It is still September. Still September, and I am startled on my Sunday afternoon walk by the tall, skinny stalks of blazing star that have already appeared at the edges of the road. Florescent purple spikes, they sway in the breeze over the round faces of asters, yellow as grocery store lemons. It is not time for blazing star and, yet, here it is.
I wonder if it’s because of all the rain, all the daily, drenching rain that made the summer feel so unfamiliar. I wonder if the tiny calendars inside the wildflowers all have been thrown off by the fact that they didn’t have to struggle for water, that their roots didn’t have to stretch very far, that it was all so easy.
What I don’t have to wonder, what I know, is that the blazing star, my favorite among the autumn wildflowers, will not last into late October this year. I will not be cutting armloads of the stuff at Halloween and filling my ceramic pitcher with the spiky stems to sit on the kitchen table next to a pumpkin.
We are a culture that reveres early. We extol the early bird who gets the worm and the early riser who is healthier, wealthier and wiser than ordinary folks. We make ourselves feel more secure with early warning systems. We convince ourselves that with early detection, we can outsmart disease. We have come to the belief, acknowledged or not, that we can supersede whatever other forces exist in the world — nature, divinity, time, other people — if only we get a big enough head start.
If we idolize early, we despise late. We almost always attach to it the modifier “too,” as though the very idea of late is excessive and distasteful. And of course, we use it as a synonym for dead. So, when the language relegates that which occurs after the expected or usual time — the definition of late — to the category of undesirable, impermissible or impossible, what happens to those things that take their time, that meander, that do not hurry? How do we honor virtues like patience, persistence and endurance if getting the worm is all that matters?
It is still September. But come October — Oct. 1, to be exact — the Major League Baseball playoffs will start, and Evan Gattis will be playing. So will 249 other players, but Gattis is different. He started the season as a non-roster invitee to the Atlanta Braves' spring training, and his story has become well-known since then: 25 years old and out of baseball for four years. In the eight years since high school graduation, while other young power hitters made their way through the college and/or the minor leagues, Gattis had spent 30 days in drug rehab and three months in a halfway house, and two years working as a ski-lift operator, a janitor and a golf-cart boy, among other things. After making his way back to college, he played one full season and was drafted by the Braves.
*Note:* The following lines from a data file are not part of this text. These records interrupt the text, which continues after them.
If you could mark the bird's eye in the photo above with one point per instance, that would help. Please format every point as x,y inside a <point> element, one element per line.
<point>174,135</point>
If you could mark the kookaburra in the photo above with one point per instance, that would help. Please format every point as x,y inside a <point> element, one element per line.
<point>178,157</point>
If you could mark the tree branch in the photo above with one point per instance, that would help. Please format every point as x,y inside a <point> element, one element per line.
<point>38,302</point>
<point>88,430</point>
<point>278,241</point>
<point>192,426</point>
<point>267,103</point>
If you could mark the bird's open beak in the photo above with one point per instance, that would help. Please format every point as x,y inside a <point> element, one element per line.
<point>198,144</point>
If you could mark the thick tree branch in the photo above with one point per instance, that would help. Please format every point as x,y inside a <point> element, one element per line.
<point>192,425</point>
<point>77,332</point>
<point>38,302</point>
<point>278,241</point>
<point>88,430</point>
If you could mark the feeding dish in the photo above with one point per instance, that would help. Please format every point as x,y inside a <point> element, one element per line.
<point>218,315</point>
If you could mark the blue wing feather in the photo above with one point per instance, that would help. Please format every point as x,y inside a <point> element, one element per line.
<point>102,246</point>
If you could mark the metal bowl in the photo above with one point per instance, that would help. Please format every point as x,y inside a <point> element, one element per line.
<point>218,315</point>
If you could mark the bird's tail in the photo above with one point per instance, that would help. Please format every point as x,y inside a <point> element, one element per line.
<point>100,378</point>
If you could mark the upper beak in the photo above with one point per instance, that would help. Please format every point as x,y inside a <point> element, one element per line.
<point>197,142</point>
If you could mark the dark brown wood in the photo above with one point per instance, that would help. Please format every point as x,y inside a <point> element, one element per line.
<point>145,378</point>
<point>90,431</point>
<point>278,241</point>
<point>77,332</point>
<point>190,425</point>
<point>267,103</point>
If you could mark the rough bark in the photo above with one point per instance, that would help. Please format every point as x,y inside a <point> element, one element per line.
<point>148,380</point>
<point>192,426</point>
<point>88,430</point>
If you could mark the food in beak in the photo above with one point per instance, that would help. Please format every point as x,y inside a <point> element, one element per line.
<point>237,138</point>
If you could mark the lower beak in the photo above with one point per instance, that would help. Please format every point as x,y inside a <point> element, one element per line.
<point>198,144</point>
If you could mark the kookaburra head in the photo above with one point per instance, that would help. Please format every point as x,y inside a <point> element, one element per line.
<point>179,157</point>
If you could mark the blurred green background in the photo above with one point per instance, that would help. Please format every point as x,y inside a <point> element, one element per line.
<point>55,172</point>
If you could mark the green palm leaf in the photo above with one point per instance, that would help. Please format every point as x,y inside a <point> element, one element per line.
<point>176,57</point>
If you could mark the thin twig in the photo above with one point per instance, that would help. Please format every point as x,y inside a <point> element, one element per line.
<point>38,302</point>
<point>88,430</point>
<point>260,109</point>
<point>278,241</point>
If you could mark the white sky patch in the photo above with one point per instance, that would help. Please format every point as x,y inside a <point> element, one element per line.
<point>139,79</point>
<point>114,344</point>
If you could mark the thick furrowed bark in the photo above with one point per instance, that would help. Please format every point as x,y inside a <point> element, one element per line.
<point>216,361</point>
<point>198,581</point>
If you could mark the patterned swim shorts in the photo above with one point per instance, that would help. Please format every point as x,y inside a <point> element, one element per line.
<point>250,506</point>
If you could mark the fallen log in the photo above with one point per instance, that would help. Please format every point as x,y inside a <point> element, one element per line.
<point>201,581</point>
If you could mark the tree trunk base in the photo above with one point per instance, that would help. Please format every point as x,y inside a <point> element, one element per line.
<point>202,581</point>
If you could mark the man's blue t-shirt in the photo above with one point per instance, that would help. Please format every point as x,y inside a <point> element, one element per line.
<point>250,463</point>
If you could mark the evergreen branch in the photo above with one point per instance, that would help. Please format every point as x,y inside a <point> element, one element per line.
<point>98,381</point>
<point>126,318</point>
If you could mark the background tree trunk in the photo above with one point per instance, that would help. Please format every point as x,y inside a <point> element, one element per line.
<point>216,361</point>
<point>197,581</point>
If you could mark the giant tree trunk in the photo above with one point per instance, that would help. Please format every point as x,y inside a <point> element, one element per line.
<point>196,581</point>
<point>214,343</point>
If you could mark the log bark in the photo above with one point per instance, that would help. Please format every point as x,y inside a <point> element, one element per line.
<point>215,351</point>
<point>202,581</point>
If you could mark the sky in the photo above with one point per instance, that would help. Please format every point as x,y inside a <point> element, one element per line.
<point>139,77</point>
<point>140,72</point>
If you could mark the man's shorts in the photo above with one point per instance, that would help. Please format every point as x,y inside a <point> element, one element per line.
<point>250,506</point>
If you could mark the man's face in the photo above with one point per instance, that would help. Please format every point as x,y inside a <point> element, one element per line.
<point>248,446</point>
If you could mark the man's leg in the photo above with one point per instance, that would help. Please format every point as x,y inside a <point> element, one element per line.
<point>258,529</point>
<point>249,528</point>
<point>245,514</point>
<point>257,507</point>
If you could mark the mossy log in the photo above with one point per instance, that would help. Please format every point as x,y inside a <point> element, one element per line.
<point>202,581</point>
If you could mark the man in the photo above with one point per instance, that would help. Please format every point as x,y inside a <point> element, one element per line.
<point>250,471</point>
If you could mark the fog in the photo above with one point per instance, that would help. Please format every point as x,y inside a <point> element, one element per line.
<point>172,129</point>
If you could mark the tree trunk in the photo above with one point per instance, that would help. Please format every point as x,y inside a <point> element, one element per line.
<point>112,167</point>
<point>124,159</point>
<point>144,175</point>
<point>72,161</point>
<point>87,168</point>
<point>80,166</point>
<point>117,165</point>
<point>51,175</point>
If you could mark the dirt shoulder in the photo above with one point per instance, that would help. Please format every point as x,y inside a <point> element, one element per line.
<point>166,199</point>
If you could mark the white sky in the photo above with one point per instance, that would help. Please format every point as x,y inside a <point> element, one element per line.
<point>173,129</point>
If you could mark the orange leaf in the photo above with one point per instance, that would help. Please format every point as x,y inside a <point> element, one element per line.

There most assuredly were people who knew Evan Gattis in the drug rehab or janitor days, bemoaning the fact that he had lost his chance, squandered his talent, missed the worm. Those people were not in the stands at Turner Field on April 3, when Gattis homered off Roy Halladay, one of the best pitchers in the league, in his Major League debut.
The mother of one of my childhood friends once referred to her daughter as a late bloomer. I’d not heard the phrase before and didn’t understand at first what it meant, but there was something about it that resonated, something that I recognized in my 11-year-old self.
I graduated from high school at 17, was practicing law by the time I was 24, but it took until I was 55 to become an author, my version of making it to the big leagues. There were plenty of times when I wondered if I’d missed the worm, but the roots kept stretching through dry soil and hard earth, and eventually a blade of green broke the surface, and finally a leaf appeared, and then one day there was a flower.
The blazing star bloomed early this year and it has already begun to fade, but yet to come is the gerardia and the beautyberry and the ironweed. I can wait.